As you suggest, let me consider the case $f \equiv 1$. Without loss of generality, assume also that $a = 0$ and $b = 1$. Let $\sigma := o(1)/o(0) \in (0,1)$. The problem becomes $$ \inf_{v \in C^1([0,1])} \int_0^1 v(x) \mathrm{d}x \quad \text{s.t.} \quad v(0)\leq \sigma v(1) \quad \text{and} \quad \sigma \leq v(x) \leq 1. $$ First, note that I changed the minimum to an infimum, since it is not clear a priori that the infimum will be achieved (it will turn out not to be the case). Second, note that the function $o(x)$ has disappeared from the problem, only remaining through the single real value $\sigma \in (0,1)$.
Since $v(x) \geq \sigma$ on $[0,1]$, one has $\int_0^1 v \geq \sigma$ for any admissible $v \in C^1([0,1])$. Let us check that $\sigma$ is the value of the infimum, but that it is not achieved.
- If $v \in C^1([0,1])$ is such that $v(x) \geq \sigma$ on $[0,1]$ and $\int_0^1 v = \sigma$, then $v \equiv \sigma$. But the constraint $v(0) \leq \sigma v(1)$ becomes $\sigma \leq \sigma^2$, which fails because $\sigma \in (0,1)$. So the infimum cannot be achieved.
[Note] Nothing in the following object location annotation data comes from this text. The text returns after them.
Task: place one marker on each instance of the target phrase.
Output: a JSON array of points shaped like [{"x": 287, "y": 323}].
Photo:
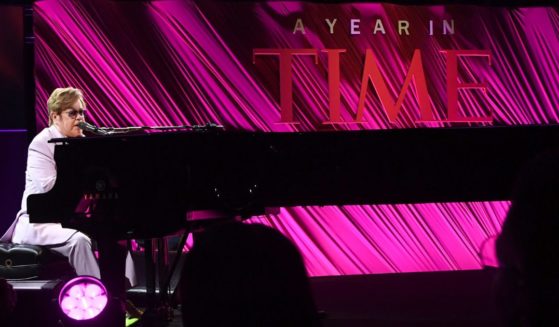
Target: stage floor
[{"x": 456, "y": 298}]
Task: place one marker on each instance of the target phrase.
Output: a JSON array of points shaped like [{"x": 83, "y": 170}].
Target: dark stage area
[{"x": 458, "y": 298}]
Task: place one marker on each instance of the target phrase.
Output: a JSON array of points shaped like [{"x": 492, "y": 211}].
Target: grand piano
[{"x": 144, "y": 185}]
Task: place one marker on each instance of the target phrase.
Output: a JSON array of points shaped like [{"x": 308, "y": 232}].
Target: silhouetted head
[
  {"x": 245, "y": 275},
  {"x": 528, "y": 247}
]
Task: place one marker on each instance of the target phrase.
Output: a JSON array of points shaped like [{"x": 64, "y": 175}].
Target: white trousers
[{"x": 80, "y": 255}]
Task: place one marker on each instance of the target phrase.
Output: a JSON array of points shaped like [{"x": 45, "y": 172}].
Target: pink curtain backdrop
[{"x": 188, "y": 62}]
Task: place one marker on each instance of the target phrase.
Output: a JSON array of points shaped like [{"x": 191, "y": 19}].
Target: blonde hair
[{"x": 61, "y": 99}]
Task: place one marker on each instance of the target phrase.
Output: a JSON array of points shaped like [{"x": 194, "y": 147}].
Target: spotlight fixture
[{"x": 83, "y": 298}]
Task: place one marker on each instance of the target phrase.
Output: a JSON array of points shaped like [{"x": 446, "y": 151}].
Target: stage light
[{"x": 83, "y": 298}]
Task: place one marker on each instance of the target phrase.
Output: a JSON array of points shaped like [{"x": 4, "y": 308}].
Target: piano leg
[{"x": 112, "y": 258}]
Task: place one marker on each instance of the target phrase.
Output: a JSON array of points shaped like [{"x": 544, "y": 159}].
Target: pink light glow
[{"x": 83, "y": 298}]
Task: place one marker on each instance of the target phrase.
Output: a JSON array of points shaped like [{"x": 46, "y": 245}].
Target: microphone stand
[{"x": 124, "y": 130}]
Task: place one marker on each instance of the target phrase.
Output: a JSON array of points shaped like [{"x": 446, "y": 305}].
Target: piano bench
[{"x": 25, "y": 262}]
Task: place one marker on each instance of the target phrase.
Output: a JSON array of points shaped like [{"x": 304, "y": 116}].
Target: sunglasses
[{"x": 73, "y": 113}]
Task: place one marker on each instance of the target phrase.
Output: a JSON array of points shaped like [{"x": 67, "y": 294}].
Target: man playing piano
[{"x": 66, "y": 108}]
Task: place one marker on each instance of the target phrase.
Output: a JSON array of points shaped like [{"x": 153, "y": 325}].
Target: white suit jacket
[{"x": 40, "y": 177}]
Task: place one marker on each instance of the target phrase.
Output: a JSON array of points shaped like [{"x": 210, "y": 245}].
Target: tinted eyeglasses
[{"x": 73, "y": 113}]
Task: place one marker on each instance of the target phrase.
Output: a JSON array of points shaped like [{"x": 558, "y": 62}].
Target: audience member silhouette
[
  {"x": 245, "y": 275},
  {"x": 528, "y": 248}
]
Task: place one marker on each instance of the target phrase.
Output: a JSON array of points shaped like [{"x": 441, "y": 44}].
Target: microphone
[{"x": 91, "y": 128}]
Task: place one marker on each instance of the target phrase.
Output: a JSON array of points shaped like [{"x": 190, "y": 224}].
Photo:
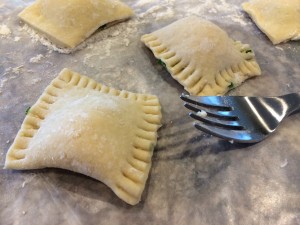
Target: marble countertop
[{"x": 195, "y": 178}]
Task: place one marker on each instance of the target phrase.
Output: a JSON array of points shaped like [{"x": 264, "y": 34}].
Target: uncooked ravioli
[
  {"x": 201, "y": 56},
  {"x": 67, "y": 23},
  {"x": 83, "y": 126},
  {"x": 279, "y": 20}
]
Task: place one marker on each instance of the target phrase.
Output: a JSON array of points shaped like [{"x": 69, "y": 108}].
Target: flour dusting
[
  {"x": 121, "y": 29},
  {"x": 4, "y": 30}
]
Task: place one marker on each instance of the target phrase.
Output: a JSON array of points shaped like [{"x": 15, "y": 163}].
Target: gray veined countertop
[{"x": 195, "y": 178}]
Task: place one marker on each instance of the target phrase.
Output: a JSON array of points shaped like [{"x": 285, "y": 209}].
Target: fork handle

- For $n \in \mathbb{N}^*$, let $v_n(x) := \sigma$ for $x \in [0,1-1/n]$ and $v_n(x) := \sigma+ (1-\sigma)n^2(x-(1-1/n))^2$ for $x \in [1-1/n,1]$. Then $v_n \in C^1([0,1])$ because the junction at $x=1-1/n$ is $C^1$, $\sigma \leq v_n \leq 1$ on $[0,1]$, and $\sigma = v(0) \leq \sigma v(1) = \sigma$ because $v(1) = 1$. Moreover, one checks that $\int_0^1 v_n \leq \sigma + 1/n$. So the infimum is indeed equal to $\sigma$.